Puigdemont, exiled, and Junqueras, recently pardoned, shared lunch, photographs and a few hours of relaxation, in what was above all a personal and emotional re-encounter accompanied by speaker Carme Forcadell, minister Dolors Bassa and minister Toni Comín, three who injected their good spirits into a reunion that was necessary and unavoidable. There was also the dessert which the host personally prepared. An occasion without reproaches and leading to more tweets than press statements. In any case, no unnecessary words, no outstanding headline, no concession to complicity.

Despite the passing of time, and almost four years have indeed gone by, the unity of the Catalan independence movement inevitably depends on the cessation of hostilities between the two leaders of the movement, who today share neither strategy, calendar, nor methodology.

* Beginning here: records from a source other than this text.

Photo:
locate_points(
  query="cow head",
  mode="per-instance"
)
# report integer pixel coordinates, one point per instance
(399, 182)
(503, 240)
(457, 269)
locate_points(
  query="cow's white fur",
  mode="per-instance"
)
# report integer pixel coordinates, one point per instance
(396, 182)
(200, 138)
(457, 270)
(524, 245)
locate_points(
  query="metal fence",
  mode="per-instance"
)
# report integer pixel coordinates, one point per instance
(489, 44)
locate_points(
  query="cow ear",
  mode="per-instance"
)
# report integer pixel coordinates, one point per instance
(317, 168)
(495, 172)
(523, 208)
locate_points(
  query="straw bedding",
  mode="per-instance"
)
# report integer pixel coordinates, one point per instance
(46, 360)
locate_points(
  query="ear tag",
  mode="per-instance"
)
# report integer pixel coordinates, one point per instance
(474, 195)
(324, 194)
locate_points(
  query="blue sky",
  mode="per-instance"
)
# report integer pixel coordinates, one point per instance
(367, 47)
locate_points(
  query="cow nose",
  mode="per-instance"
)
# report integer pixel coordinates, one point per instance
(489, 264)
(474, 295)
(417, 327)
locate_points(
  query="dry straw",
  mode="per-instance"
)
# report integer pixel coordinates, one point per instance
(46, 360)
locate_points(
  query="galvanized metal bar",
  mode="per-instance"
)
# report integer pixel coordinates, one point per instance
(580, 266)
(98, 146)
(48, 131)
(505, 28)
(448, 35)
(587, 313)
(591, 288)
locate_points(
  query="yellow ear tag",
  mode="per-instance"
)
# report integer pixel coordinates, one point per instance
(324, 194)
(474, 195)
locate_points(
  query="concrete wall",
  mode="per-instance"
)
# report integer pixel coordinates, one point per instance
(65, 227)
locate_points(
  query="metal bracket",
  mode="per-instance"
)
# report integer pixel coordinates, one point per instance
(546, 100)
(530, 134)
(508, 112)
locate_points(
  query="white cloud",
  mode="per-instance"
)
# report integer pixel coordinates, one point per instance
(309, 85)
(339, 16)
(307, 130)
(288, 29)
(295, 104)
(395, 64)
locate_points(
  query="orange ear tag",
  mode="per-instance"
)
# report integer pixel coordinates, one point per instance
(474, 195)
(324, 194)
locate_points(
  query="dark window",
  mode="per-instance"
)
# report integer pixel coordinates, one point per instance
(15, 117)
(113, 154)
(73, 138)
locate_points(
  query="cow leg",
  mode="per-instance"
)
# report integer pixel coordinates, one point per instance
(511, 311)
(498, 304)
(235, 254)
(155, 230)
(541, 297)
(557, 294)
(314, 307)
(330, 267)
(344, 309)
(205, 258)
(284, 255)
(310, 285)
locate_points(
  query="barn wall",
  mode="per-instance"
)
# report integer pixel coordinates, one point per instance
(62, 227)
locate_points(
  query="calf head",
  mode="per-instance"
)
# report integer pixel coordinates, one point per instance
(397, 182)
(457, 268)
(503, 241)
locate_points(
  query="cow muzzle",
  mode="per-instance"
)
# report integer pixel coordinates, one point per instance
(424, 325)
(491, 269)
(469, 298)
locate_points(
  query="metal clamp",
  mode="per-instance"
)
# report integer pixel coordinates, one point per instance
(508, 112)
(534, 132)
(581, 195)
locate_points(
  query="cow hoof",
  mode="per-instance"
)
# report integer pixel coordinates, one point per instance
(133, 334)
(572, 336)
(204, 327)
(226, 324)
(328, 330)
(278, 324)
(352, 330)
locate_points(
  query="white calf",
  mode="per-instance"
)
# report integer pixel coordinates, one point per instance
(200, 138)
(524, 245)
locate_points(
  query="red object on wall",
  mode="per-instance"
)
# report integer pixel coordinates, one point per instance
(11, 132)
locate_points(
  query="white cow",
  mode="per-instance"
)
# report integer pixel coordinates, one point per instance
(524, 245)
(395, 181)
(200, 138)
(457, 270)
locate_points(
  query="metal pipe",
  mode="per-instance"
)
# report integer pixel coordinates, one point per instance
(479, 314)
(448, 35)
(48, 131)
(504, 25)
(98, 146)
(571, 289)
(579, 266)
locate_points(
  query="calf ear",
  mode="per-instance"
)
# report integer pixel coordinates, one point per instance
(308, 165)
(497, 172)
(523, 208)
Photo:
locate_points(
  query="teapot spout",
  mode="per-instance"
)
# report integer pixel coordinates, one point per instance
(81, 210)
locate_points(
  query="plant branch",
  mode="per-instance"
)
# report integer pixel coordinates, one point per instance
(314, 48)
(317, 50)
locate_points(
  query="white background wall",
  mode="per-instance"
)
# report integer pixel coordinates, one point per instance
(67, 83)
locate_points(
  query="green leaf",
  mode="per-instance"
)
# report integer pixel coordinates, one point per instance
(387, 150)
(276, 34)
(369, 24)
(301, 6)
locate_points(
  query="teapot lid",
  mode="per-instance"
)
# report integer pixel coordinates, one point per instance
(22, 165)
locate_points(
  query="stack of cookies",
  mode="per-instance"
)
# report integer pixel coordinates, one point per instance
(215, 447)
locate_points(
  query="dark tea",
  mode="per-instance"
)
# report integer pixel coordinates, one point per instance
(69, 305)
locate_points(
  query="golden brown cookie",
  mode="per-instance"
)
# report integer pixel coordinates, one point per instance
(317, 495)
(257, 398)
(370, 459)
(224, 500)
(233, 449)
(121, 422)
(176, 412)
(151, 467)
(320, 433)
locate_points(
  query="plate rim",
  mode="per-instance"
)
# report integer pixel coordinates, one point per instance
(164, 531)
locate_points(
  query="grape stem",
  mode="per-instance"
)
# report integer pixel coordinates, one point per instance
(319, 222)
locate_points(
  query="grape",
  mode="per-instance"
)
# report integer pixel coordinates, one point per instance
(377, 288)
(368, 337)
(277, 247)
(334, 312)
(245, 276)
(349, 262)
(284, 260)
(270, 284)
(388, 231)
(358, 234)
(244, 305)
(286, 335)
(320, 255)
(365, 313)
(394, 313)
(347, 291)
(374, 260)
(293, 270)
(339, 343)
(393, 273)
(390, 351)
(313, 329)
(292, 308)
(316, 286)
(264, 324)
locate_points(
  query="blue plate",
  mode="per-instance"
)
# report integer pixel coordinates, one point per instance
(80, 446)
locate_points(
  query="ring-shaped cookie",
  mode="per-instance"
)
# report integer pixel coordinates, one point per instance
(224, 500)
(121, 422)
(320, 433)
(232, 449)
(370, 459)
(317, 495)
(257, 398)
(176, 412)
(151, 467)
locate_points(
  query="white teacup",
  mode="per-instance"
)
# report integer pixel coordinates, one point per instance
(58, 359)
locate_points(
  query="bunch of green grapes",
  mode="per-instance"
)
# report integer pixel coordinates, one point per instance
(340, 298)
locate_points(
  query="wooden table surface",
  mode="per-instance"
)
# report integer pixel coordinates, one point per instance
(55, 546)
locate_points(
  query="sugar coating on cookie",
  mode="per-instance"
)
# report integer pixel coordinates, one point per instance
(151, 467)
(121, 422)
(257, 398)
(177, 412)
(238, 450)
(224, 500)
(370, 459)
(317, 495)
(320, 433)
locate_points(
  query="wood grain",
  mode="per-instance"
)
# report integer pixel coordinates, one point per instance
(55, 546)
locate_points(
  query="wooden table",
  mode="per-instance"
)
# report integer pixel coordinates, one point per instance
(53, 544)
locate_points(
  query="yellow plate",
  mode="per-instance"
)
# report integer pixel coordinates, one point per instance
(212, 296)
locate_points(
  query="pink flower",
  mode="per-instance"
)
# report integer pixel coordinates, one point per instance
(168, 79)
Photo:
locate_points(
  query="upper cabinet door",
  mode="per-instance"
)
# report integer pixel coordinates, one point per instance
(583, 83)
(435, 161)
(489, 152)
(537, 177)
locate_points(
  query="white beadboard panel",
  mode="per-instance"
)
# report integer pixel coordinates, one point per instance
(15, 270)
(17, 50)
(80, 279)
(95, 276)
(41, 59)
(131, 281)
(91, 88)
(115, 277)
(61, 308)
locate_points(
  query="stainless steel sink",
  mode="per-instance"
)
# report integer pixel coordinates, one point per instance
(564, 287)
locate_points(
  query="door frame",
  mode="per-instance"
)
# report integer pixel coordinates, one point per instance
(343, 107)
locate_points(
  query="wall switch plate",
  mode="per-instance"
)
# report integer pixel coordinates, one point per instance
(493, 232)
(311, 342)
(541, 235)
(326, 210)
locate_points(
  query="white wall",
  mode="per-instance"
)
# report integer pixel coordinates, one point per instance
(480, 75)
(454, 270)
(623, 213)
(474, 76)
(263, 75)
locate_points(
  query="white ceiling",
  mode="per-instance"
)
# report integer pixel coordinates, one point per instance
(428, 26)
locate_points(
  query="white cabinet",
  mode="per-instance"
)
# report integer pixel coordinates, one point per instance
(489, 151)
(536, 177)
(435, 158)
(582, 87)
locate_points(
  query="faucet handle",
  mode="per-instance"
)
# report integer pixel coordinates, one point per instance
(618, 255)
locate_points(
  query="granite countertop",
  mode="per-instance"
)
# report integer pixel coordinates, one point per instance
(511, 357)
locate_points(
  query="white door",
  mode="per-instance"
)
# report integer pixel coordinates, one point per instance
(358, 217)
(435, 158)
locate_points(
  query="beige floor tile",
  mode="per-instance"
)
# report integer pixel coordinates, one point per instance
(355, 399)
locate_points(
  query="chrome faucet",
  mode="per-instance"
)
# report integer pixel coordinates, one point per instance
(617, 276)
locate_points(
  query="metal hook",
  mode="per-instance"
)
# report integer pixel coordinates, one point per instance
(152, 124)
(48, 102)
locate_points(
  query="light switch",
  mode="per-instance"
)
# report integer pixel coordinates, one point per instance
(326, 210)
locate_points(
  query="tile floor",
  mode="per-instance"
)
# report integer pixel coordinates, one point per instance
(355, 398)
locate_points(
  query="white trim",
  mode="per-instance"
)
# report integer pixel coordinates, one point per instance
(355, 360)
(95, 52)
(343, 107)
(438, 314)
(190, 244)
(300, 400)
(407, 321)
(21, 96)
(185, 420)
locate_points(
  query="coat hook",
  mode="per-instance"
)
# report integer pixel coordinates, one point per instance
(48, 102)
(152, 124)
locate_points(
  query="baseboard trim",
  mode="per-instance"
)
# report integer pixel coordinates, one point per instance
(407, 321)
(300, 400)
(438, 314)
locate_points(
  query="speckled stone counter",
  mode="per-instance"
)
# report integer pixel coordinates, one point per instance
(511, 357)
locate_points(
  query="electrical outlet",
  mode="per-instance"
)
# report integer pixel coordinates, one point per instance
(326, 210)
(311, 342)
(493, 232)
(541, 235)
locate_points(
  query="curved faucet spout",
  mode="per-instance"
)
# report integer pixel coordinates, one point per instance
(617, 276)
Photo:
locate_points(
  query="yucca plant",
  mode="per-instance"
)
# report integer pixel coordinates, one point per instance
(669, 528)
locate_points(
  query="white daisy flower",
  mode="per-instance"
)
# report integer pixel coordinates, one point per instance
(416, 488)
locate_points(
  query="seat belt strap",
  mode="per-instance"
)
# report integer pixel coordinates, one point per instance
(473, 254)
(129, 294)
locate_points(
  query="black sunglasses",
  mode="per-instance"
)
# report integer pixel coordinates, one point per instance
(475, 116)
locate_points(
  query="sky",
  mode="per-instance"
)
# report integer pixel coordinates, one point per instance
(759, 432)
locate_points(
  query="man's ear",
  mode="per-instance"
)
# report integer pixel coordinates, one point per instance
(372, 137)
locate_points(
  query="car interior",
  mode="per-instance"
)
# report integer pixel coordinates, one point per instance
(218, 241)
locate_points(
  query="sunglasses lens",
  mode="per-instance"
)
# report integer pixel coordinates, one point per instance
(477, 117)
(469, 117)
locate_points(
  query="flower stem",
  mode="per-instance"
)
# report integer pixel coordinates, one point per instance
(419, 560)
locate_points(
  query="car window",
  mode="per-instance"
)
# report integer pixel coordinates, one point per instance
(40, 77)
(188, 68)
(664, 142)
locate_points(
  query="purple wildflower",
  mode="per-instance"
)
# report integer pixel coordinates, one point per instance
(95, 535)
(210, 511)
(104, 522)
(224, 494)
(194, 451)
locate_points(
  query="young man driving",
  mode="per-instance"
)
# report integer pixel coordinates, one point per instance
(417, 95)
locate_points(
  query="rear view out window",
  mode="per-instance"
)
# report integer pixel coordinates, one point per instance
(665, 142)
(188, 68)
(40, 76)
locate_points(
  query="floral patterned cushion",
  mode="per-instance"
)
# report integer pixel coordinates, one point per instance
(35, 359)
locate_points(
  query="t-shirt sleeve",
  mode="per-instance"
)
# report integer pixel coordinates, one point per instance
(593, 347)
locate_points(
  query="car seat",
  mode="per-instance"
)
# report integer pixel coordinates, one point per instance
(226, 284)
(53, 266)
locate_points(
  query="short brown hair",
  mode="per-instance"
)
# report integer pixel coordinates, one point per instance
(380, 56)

They share, of course, repression. The unjust repression of the Spanish state, as the visible leaders of the independence movement. And there is no Spanish party capable of reversing this, as has been seen these days with the Court of Accounts, but there are many court proceedings open which exemplify this same situation and all they do is leave a trail of injustice and repression.

Luckily, they both know this, and that is perhaps why they could not deny a not-insignificant part of the independence movement a photo, something which for all those people, is much more than an image. It is the symbol of the unity that they desire but see nowhere. The unity of those who always emphasize that there are 74 pro-independence deputies in the Parliament of Catalonia and yet, when they wake up, they always have to smell the coffee: it is a good headline that sometimes does not hold up in the day-to-day, which is much more tactical, partisan and difficult to manage. It is also the photo that reminds us that exile continues and that the pardons have not resolved the conflict between Catalonia and Spain. In any case, they have put the focus on the message that the political situation in Catalonia continues to be an anomaly in a democratic Europe.

The good intentions are that there will be another meeting, yes, this time to talk about politics. Who knows if those intentions will ever arrive or, when the meeting happens, it will be too late. Both men are hostages of history to a greater extent than they think and perhaps desire. Among other reasons, because the new protagonists rest, for now, on the authority and leadership that these two both exercise.